Things looked like they were ready to move forward when first-time starting quarterback Daniel Evans led the Wolfpack to comeback wins against Boston College and Florida State in nationally televised games. But little went right afterward, starting when Wake Forest had a late interception to turn away the Wolfpack in a 25-23 road win.

Players like Evans, linebacker Pat Lowery and running back Toney Baker said Amato didn't talk about his future after the East Carolina loss. Instead, they said he talked about working hard during the offseason -- even if they don't know whether Amato will be there through it.

"We're just going to start on Monday with the offseason," Baker said. "We've got to get some discipline on this team.
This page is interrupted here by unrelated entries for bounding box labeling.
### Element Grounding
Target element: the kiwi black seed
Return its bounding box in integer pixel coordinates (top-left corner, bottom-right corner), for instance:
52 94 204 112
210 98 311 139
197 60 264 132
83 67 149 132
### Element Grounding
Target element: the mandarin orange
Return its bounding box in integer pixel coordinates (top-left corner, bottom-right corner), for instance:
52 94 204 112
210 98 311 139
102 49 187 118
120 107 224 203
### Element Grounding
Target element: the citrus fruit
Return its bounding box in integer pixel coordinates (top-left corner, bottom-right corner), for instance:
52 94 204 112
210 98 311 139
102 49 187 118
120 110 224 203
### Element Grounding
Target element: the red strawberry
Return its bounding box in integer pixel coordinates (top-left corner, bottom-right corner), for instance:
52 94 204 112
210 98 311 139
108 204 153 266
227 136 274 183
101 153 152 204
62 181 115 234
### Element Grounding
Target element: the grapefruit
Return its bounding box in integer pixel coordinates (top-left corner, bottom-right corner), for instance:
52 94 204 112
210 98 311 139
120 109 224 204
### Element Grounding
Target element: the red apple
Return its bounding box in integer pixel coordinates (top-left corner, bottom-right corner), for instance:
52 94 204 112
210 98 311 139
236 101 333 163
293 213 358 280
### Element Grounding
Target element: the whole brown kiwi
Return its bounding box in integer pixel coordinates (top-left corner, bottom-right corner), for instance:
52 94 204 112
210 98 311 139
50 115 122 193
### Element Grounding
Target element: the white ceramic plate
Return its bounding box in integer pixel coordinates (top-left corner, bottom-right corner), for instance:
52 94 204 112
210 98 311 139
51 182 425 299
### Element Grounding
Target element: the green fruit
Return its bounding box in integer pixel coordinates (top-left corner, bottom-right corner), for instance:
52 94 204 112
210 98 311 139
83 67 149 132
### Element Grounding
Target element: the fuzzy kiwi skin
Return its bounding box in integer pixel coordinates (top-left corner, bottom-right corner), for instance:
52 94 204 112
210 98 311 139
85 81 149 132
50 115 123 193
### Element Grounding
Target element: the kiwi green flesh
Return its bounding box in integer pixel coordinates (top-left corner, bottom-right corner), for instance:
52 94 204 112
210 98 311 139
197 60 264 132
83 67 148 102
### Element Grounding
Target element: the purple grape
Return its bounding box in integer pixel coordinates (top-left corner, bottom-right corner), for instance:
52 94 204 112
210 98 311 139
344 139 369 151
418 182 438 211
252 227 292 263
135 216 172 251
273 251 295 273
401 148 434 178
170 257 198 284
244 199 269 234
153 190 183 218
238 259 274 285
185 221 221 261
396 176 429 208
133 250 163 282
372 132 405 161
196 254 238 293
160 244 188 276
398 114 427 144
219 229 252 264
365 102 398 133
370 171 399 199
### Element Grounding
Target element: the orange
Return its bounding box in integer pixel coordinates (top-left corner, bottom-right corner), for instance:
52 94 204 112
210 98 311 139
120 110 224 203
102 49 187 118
We've got to get some leadership and we've really got to take some accountability as players to not let this happen again."

Amato is the third football coach in the Atlantic Coast Conference to be dismissed this year because of a losing record. Miami coach Larry Coker was fired on Friday despite previously winning a national championship.

UNC's John Bunting coached his last game Saturday against Duke. The Tar Heels are scheduled to introduce Butch Davis as their new coach on Monday.